When Arriola, his family members and Aragonez left the residence in a gray SUV, the bags were piled up beside Aragonez in the back seat. Aragonez testified that while they were at the liquor store, she noticed that Arriola's Raiders sweatshirt had a rip or tear.
Arriola's parents later provided police with a black Raiders sweatshirt during a search of their home.
Based on this testimony, one could reasonably infer that Arriola's family members assisted him in disposing of bags of clothing, one or more of which may have contained the sweatshirt that Aragonez said Arriola was wearing at the time of the shooting, which is essentially what the prosecutor was arguing in rebuttal. Both sides argued that certain inferences could be drawn from the evidence. Our review of the record does not indicate that the prosecutor's rebuttal argument about what inferences could be drawn rose to the level of " ' " 'deceptive or reprehensible methods.' " ' ") (People v. O'Malley (2016) 62 Cal.4th 944, 1010.) We therefore conclude that the prosecutor's rebuttal argument addressed defense counsel's closing argument and was a fair comment regarding an alternative inference based on the evidence; neither constitutional error nor state law error has been demonstrated. F. There is no cumulative error
Arriola contends that the cumulative effect of the errors that he alleges requires reversal. "Under the 'cumulative error' doctrine, errors that are individually harmless may nevertheless have a cumulative effect that is prejudicial." (In re Avena (1996) 12 Cal.4th 694, 772, fn. 32.)
We have concluded that Arriola has established no error at trial. Accordingly, there is no cumulative error that requires reversal of the judgment. (See People v. Rountree (2013) 56 Cal.4th 823, 860 [no cumulative error where "there was no error to accumulate"].) G. Arriola is entitled to resentencing
In a supplemental brief, Arriola argues that pursuant to Senate Bill No. 620, his case should be remanded to the trial court to allow the court to exercise its discretion to strike or dismiss the firearm enhancements for which he was sentenced. The People agree that Arriola is entitled to have his case remanded for resentencing.
The trial court sentenced Arriola on May 31, 2016. In sentencing Arriola with respect to count 1, second degree murder, the court imposed a consecutive mandatory indeterminate term of 25 years to life pursuant to section 12022.53, subdivision (d), based on the jury's true finding that Arriola personally used a firearm. The court also imposed, but stayed pursuant to section 654, an additional term of 10 years under subdivision (b), and a term of 20 years under subdivision (c).
Effective as of January 1, 2018, Senate Bill No. 620 (2017-2018 Reg. Sess.) amends sections 12022.5 and 12022.53 to give trial courts retroactive discretionary authority to strike a defendant's firearm enhancement as alleged under these statutes. (See Cal. Const., art. IV, § 8, subd. (c).)

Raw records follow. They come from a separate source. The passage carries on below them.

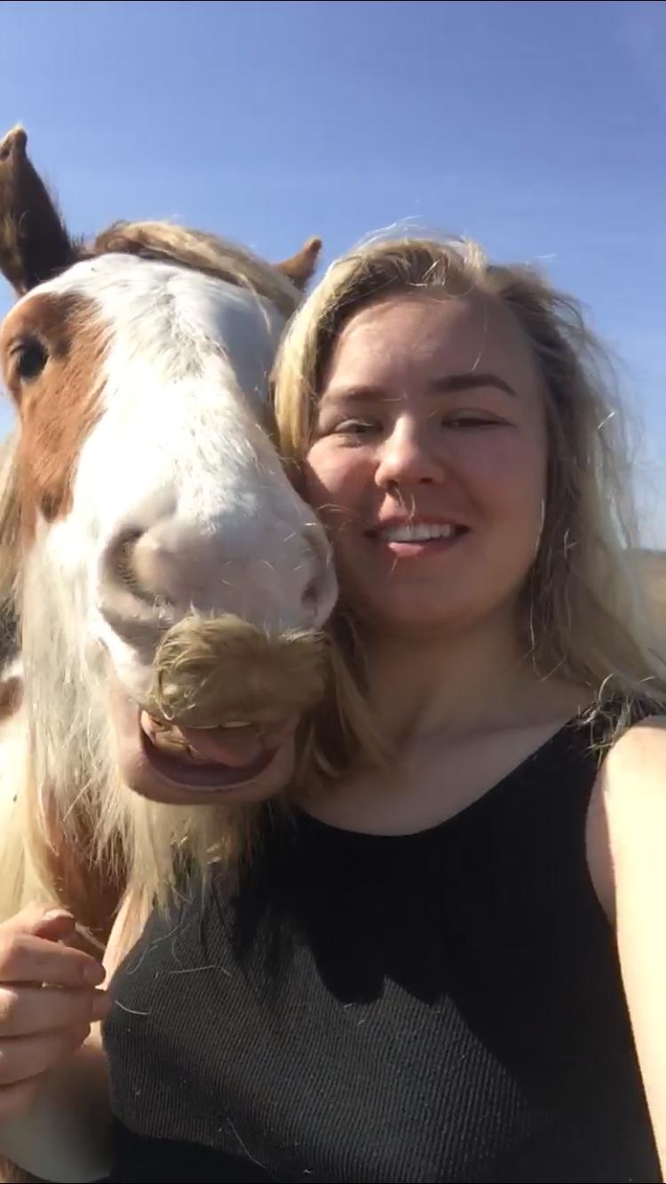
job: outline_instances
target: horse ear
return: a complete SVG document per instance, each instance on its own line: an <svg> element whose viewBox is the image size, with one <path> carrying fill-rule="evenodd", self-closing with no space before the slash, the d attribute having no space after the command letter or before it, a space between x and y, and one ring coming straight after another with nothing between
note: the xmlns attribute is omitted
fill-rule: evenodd
<svg viewBox="0 0 666 1184"><path fill-rule="evenodd" d="M290 259L275 263L275 270L281 271L283 276L287 276L302 291L314 276L321 245L320 238L308 238L301 250L296 251L296 255L293 255Z"/></svg>
<svg viewBox="0 0 666 1184"><path fill-rule="evenodd" d="M0 270L23 296L75 259L73 244L26 153L21 127L0 140Z"/></svg>

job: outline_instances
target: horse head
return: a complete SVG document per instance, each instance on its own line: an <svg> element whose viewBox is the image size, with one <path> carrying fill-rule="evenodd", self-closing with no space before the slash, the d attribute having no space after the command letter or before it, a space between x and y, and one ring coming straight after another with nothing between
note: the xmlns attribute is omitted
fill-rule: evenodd
<svg viewBox="0 0 666 1184"><path fill-rule="evenodd" d="M0 268L18 297L0 365L19 423L0 529L31 792L46 830L75 802L107 847L124 828L135 869L141 825L154 845L148 799L265 797L321 690L335 579L268 397L319 249L271 266L161 223L77 242L25 131L0 142Z"/></svg>

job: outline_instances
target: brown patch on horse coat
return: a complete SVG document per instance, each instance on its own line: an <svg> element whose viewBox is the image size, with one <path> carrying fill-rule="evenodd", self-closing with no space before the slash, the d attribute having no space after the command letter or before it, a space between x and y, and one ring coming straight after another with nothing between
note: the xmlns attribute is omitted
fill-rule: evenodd
<svg viewBox="0 0 666 1184"><path fill-rule="evenodd" d="M41 373L21 379L15 348L36 340L47 350ZM0 333L0 359L17 405L21 533L30 540L38 514L47 522L71 509L81 449L101 414L101 369L107 335L91 301L41 292L21 301Z"/></svg>

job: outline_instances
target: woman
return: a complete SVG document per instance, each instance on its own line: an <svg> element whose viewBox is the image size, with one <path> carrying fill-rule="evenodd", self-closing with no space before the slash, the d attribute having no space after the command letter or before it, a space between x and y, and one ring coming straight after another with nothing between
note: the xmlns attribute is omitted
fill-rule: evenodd
<svg viewBox="0 0 666 1184"><path fill-rule="evenodd" d="M388 759L322 719L321 785L264 807L233 879L148 920L105 1023L111 1179L661 1178L666 693L610 411L575 308L470 245L372 243L296 316L282 445ZM45 940L69 920L12 924L5 980L83 972ZM60 1098L84 1082L103 1111L103 1056L44 1072L81 1031L62 1014L26 1037L57 1027L27 993L0 1147L37 1170L27 1135L51 1122L56 1147L66 1115L59 1178L91 1178L103 1124Z"/></svg>

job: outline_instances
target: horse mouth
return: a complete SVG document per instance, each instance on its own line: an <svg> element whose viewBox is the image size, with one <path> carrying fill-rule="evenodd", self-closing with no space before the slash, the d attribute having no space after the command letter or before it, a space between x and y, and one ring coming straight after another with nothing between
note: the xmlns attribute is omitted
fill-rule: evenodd
<svg viewBox="0 0 666 1184"><path fill-rule="evenodd" d="M294 721L263 731L244 721L192 728L139 710L143 759L181 790L219 792L255 780L269 770L286 745L293 744L294 729Z"/></svg>

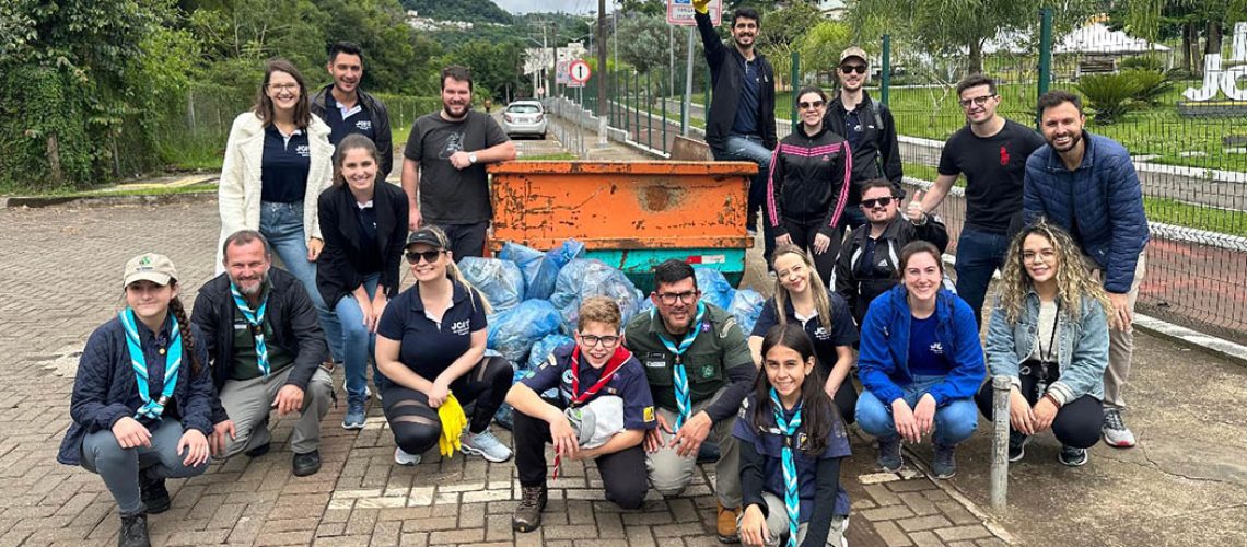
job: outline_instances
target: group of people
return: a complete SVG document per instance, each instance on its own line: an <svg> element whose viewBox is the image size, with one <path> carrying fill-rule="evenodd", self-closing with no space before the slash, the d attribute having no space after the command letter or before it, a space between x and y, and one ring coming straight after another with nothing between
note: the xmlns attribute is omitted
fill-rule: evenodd
<svg viewBox="0 0 1247 547"><path fill-rule="evenodd" d="M1132 446L1122 390L1147 223L1129 155L1082 128L1079 97L1045 95L1039 135L996 115L990 78L966 78L968 123L902 213L895 122L863 90L865 52L840 56L834 100L798 92L799 125L777 142L757 11L736 10L725 45L706 2L693 5L715 86L707 142L718 159L761 166L748 211L762 209L774 294L751 333L701 299L688 264L668 260L655 267L648 313L625 323L615 302L586 299L574 344L513 385L511 364L486 351L490 304L455 265L485 244L484 164L515 156L471 110L470 72L443 70L443 108L413 125L394 186L388 113L359 88L358 46L330 49L333 83L314 97L293 65L272 60L226 147L218 275L188 315L173 263L135 257L125 309L84 349L59 460L104 478L120 545L148 545L146 516L170 506L166 478L202 473L213 456L268 452L273 409L297 416L293 473L315 473L338 366L342 426L362 429L375 392L400 465L448 436L508 461L513 447L490 421L510 404L518 531L540 526L547 444L554 476L562 460L594 460L606 497L635 508L650 487L683 492L712 439L721 540L843 545L848 425L878 439L889 471L903 465L902 441L929 435L934 475L951 477L975 404L990 417L989 371L1013 381L1010 460L1049 429L1070 466L1101 436ZM954 292L933 211L961 174ZM403 259L415 284L399 292ZM468 405L470 420L445 431L445 411Z"/></svg>

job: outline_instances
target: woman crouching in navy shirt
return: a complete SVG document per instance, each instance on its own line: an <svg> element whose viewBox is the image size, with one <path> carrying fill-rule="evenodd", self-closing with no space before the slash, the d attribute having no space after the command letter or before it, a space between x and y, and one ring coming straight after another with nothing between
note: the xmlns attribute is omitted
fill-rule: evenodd
<svg viewBox="0 0 1247 547"><path fill-rule="evenodd" d="M333 187L320 193L324 252L317 268L320 295L342 323L347 365L344 429L364 429L368 355L377 343L377 323L398 295L399 263L407 239L407 194L377 183L377 146L363 135L348 135L334 153ZM373 381L380 391L380 379Z"/></svg>
<svg viewBox="0 0 1247 547"><path fill-rule="evenodd" d="M823 390L814 345L796 324L762 339L762 373L741 406L741 542L788 547L844 545L849 497L840 461L849 455L844 422Z"/></svg>
<svg viewBox="0 0 1247 547"><path fill-rule="evenodd" d="M762 363L762 336L772 326L789 323L801 325L814 343L818 373L827 380L823 391L835 401L844 422L853 424L857 389L848 375L853 366L857 325L853 324L849 305L839 294L827 292L814 269L813 258L797 245L781 245L776 249L771 269L776 273L774 297L762 307L762 314L749 335L753 363ZM781 309L783 313L779 313Z"/></svg>
<svg viewBox="0 0 1247 547"><path fill-rule="evenodd" d="M419 464L438 444L438 407L451 391L461 405L476 401L460 436L463 451L493 462L511 457L511 449L489 431L511 388L511 364L485 356L489 304L464 280L448 247L436 227L412 233L407 262L416 284L385 307L377 326L377 366L389 380L383 401L399 465Z"/></svg>
<svg viewBox="0 0 1247 547"><path fill-rule="evenodd" d="M168 511L165 478L208 469L213 390L207 345L177 298L168 258L126 263L126 309L82 349L56 460L99 473L121 512L121 546L150 546L147 513Z"/></svg>

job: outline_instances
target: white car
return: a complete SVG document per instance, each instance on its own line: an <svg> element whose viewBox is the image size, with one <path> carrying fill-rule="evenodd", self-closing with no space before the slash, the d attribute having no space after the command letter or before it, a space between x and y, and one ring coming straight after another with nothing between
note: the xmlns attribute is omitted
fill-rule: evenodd
<svg viewBox="0 0 1247 547"><path fill-rule="evenodd" d="M509 137L536 135L545 138L545 108L537 101L515 101L503 111L503 131Z"/></svg>

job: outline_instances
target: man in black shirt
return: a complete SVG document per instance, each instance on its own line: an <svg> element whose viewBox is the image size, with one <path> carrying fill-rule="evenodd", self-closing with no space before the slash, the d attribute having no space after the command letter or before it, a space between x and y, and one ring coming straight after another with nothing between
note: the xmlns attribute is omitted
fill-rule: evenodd
<svg viewBox="0 0 1247 547"><path fill-rule="evenodd" d="M944 143L939 176L927 197L905 211L918 218L939 207L959 174L965 174L965 226L956 243L956 294L983 325L983 300L991 274L1009 252L1009 223L1021 216L1026 158L1044 146L1034 130L996 113L996 82L971 75L956 85L969 122Z"/></svg>

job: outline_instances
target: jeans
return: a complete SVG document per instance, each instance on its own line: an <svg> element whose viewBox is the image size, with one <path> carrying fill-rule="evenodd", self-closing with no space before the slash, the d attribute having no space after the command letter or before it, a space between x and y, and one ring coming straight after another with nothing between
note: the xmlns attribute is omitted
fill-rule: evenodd
<svg viewBox="0 0 1247 547"><path fill-rule="evenodd" d="M208 462L195 467L182 464L182 455L177 454L182 424L177 420L161 420L148 427L148 431L152 434L152 445L133 449L122 449L111 430L89 434L82 440L82 467L104 478L117 508L126 517L147 511L138 488L141 471L155 478L182 478L208 470Z"/></svg>
<svg viewBox="0 0 1247 547"><path fill-rule="evenodd" d="M364 277L364 290L368 298L377 297L377 284L382 274L374 273ZM347 293L333 308L334 315L342 324L342 361L347 366L347 397L363 399L364 388L368 385L368 356L375 351L377 333L369 333L364 324L364 312L359 309L359 300L354 293ZM373 365L373 379L380 378L377 365ZM380 391L380 386L377 388Z"/></svg>
<svg viewBox="0 0 1247 547"><path fill-rule="evenodd" d="M956 295L974 310L974 323L983 326L983 300L996 268L1003 268L1009 238L966 224L956 240Z"/></svg>
<svg viewBox="0 0 1247 547"><path fill-rule="evenodd" d="M758 209L762 208L762 203L766 202L767 194L767 178L771 176L771 153L773 151L767 150L762 146L762 137L756 135L742 136L732 135L727 137L727 142L722 151L715 151L715 159L726 161L747 161L758 164L758 174L753 176L753 181L749 183L749 196L747 202L746 218L754 218ZM749 226L749 229L756 229L756 226Z"/></svg>
<svg viewBox="0 0 1247 547"><path fill-rule="evenodd" d="M329 343L329 354L333 355L333 360L340 361L342 324L320 298L320 289L315 287L315 263L308 262L308 238L303 233L303 202L261 203L259 233L268 239L268 244L273 247L277 258L282 259L286 270L308 290L312 305L320 315L320 328L324 329L324 336Z"/></svg>
<svg viewBox="0 0 1247 547"><path fill-rule="evenodd" d="M914 375L912 384L900 386L905 394L903 397L905 404L910 409L918 406L918 400L941 381L944 381L944 376ZM857 419L862 431L872 436L895 439L899 435L897 424L892 419L892 406L884 405L869 390L862 390L862 395L858 396ZM969 397L954 399L935 409L935 432L932 434L932 440L938 445L954 446L969 439L978 426L979 411L975 409L974 401Z"/></svg>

Although it is generally the case that amendments to the Penal Code are not applied retroactively, one recognized exception to this rule is for amendments that reduce the punishment for a specific crime. (See In re Estrada (1965) 63 Cal.2d 740, 745 (Estrada); accord, People v. Brown (2012) 54 Cal.4th 314, 323-324.) The Estrada court explained that when the Legislature has reduced a crime's punishment, it has "expressly determined that its former penalty was too severe and that a lighter punishment is proper as punishment for the commission of the prohibited act." (Estrada, supra, 63 Cal.2d at p. 745.) The Estrada court determined that "the Legislature must have intended that the new statute imposing the new lighter penalty now deemed to be sufficient should apply to every case to which it constitutionally could apply." (Ibid.) To "hold otherwise," the court concluded, "would be to conclude that the Legislature was motivated by a desire for vengeance, a conclusion not permitted in view of modern theories of penology." (Ibid.)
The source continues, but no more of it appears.